I have put classes on that nobody came to.
I flashed a postman trying to learn chin stand on a dharma wheel (for context I was at home in pj's as opposed to the sorting office), and I have definitely fallen over doing a power strut in heels across the dancefloor.
Still, I have made teaching yoga my life, I practise chinstand (in the appropriate underwear) and act like Beyonce in heels.

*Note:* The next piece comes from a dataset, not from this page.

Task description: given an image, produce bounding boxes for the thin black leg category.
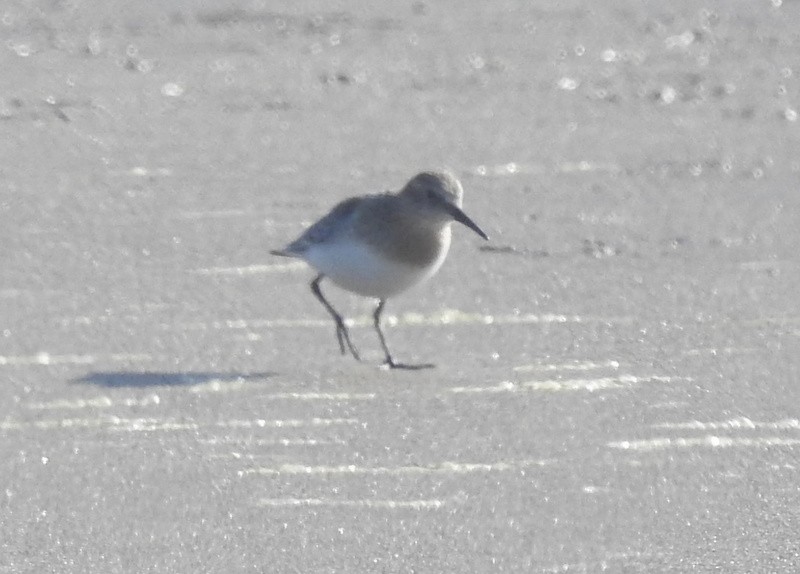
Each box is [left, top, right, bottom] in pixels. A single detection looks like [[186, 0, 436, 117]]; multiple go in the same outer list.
[[311, 273, 361, 361], [372, 299, 433, 370], [372, 299, 397, 369]]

The yoga mat is an excellent testing ground for growth because you are required to try things that will make you feel uncomfortable. I am a massive perfectionist when it comes to movement, so it took me AGES to try anything that was not already in my repertoire (read that as - loved a half moon coz yay arabesque but no way am I twisting or binding or arm balancing). I was more self-conscious than I gave myself credit for and I did not want to fall over, fart or look stupid. An ongoing lesson for me is that if I want to get better or make a big change or grow, I have to be willing to fall over. A recent conversation with a dance teacher on why I never tried to dance professionally was surmised with her stating that ‘maybe you didn’t want it enough’. Although ruthless, it is pretty true - my tender 17 year old self did not want it enough to mess up and try again.
This is part of the reason why when you fall down in class I cheer! By falling over, it means you have brushed through the middle ground, where you pull in all the elements of what you know and expand out. It means you bloody well tried. The journey of the Warrior is to figure out how to get back up again, and even though it alarms you, you do it, and for that I am so so proud of you.
This evening is a Full Moon in Aries. The invitation is to look at our passions, what we want to achieve and the hills we need to climb to get there. While doing this, remember that you may not have worked out the how yet, you may stumble or face plant or take a wrong turn. All this does is teaching us how to get better. I have beautiful P&L spreadsheet - I am doing Fine at maths.